Rarement montrée, l’œuvre de Judith Scott est visible dans la sacristie du Collège des Bernardins.

Ce travail consiste en des enchevêtrements de fils et de tissus enroulés autour de noyaux dont on ne comprend presque jamais la nature. Dans ces amalgames de matières et de couleurs Judith Scott recouvre et embobine, elle noue et tresse bout à bout des chutes de fils, de ficelles, et de laine. Elle le fait mécaniquement, sans régularité ni irrégularité. Cette œuvre, qui vu d’ici, semble avoir causée toutes les misères du monde à son auteur, se resserre, fil après fil. Mais il n’y a pas de malice derrière cela, ce n’est pas un nœud gordien. Ce paquet de lignes, ce judicieux gribouillis, trouble et libre, enraye toutes lectures de surface. Les pelotes qui en résultent ont la couleur des allés et retours de matières. Elles sont tendues d’une force intérieure, qui, agrippée à elle même leur donne l’air de greffons recroquevillés. Ces organes – si l’on accepte de les voir sous cet angle – sont secs, momifiés. Ils auraient été extrais et recousus pour former la créature d’un docteur Frankenstein aveugle et mal habile.

Bardés de coutures, les morceaux de cette viande et de fibres sont disposés sur deux espaces bleu-gris. Soclés, tout comme le sont les artefacts d’arts premiers. Ici la scénographie ne fait pas dans le détail. Ces structures, lisses et géométriques, indiquent cliniquement qu’elles supportent l’objet de notre attention. On le comprend immédiatement, avec un regard d’anthropologue qui ne se préoccupe pas de douceur.

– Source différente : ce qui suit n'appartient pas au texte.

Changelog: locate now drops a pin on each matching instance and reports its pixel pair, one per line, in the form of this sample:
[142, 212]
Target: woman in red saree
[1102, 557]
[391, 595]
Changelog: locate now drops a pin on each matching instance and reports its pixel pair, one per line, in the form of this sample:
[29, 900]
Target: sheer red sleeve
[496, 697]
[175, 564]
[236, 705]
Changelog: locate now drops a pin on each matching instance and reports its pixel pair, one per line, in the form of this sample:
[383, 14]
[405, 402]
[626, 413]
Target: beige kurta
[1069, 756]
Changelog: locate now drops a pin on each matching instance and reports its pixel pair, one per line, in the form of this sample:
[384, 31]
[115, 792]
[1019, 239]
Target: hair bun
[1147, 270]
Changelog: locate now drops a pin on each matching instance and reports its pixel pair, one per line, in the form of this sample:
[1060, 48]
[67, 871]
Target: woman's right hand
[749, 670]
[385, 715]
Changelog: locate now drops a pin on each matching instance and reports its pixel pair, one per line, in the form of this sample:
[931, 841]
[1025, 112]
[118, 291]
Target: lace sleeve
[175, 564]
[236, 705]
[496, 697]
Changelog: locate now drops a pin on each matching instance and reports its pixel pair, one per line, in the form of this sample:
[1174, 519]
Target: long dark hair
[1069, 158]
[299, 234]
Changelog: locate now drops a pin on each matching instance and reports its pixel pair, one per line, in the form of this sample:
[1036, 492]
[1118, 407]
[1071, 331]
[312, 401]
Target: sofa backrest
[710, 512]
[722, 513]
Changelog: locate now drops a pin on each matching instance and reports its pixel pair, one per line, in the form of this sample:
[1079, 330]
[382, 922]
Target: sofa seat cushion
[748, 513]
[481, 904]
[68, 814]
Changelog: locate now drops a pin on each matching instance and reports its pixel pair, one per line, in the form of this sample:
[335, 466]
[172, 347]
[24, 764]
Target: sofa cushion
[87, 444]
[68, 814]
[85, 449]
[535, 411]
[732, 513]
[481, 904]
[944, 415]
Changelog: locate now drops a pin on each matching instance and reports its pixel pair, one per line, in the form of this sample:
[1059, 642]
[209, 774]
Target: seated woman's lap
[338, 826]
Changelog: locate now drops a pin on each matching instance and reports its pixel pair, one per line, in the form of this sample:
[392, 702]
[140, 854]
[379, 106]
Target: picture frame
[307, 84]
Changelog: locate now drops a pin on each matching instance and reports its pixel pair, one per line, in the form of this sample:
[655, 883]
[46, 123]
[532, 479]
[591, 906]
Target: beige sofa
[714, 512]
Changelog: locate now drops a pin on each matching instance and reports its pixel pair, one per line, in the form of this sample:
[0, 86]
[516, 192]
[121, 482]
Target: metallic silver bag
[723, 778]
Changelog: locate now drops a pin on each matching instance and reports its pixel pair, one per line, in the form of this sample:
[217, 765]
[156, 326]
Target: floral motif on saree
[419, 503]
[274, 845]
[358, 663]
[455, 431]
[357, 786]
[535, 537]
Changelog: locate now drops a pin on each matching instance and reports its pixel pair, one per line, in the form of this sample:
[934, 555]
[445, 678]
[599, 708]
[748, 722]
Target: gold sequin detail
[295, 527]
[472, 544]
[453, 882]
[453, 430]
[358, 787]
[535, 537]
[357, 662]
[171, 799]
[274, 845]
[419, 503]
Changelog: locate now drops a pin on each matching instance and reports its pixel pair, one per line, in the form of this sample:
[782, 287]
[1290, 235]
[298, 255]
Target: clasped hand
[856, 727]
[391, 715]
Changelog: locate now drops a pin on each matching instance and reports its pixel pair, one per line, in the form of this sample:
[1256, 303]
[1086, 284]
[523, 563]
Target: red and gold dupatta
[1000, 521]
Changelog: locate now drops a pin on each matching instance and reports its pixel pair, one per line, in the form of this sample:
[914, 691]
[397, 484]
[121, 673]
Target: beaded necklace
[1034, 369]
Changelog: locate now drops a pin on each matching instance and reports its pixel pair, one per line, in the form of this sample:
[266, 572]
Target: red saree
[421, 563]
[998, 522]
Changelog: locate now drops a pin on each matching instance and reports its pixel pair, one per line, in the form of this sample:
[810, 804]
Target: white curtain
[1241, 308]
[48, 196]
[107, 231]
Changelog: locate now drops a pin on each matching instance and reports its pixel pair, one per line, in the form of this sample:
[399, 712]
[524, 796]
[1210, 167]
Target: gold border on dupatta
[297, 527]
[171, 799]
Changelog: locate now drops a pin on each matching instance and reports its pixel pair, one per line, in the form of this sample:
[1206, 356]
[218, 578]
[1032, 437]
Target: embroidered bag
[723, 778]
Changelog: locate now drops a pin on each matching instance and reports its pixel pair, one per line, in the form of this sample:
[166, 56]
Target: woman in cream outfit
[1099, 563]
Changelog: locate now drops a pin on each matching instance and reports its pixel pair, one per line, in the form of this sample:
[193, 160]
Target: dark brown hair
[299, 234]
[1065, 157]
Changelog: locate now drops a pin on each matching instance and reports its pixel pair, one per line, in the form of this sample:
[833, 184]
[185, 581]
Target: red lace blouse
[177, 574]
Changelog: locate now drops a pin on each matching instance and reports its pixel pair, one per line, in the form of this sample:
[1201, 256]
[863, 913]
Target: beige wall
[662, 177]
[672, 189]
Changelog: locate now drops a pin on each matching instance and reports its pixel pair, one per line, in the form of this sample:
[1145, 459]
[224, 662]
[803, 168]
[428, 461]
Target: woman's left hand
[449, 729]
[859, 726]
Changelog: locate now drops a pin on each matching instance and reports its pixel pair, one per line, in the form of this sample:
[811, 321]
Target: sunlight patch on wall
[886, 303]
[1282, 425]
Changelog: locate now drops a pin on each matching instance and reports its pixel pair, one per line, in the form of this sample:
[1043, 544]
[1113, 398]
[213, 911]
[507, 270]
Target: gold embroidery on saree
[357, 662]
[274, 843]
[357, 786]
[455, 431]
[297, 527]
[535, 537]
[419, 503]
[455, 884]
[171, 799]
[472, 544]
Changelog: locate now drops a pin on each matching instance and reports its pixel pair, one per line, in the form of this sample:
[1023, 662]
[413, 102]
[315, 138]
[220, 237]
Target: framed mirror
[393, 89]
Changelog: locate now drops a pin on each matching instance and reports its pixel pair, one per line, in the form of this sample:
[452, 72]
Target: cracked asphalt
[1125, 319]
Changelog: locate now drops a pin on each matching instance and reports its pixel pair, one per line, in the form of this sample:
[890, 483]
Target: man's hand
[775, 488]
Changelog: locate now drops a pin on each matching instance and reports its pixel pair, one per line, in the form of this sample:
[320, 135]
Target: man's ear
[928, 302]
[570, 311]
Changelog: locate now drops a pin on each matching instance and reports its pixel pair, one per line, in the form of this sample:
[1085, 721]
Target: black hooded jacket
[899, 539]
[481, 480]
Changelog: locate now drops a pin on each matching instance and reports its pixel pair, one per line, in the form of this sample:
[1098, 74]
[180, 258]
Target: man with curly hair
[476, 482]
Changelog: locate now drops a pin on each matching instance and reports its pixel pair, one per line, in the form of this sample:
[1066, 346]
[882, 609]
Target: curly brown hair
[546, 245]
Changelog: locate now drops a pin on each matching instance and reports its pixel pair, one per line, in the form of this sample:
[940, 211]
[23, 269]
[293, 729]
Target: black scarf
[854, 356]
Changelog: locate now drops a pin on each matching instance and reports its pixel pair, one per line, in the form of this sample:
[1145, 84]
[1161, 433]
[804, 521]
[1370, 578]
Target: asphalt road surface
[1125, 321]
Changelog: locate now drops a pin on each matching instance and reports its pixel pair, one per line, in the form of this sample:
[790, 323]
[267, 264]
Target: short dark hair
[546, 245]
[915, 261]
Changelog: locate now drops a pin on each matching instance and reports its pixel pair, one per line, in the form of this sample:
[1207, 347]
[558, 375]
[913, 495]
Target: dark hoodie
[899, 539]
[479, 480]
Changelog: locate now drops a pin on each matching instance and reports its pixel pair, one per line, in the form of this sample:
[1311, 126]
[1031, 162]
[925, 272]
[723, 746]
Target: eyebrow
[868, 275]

Pourtant c’est bien la production d’une femme blanche et d’occidentale que l’on nous montre. Et il n’y a pas d’ironie dans ces totems, nous ne somme pas chez Bertrand Lavier. Le statut de ces œuvres est d’autant plus complexe et inconfortable que le visiteur, coincé dans ses habitudes, se reporte à la notice de l’exposition où on l’assure que Judith Scott était bien folle, enfin presque, elle était handicapée.

La sacristie du collège des Bernardins est haute et blanche. Pleine de clarté, peut être un peu trop. Car dans cette lumière l’art a la dent dure.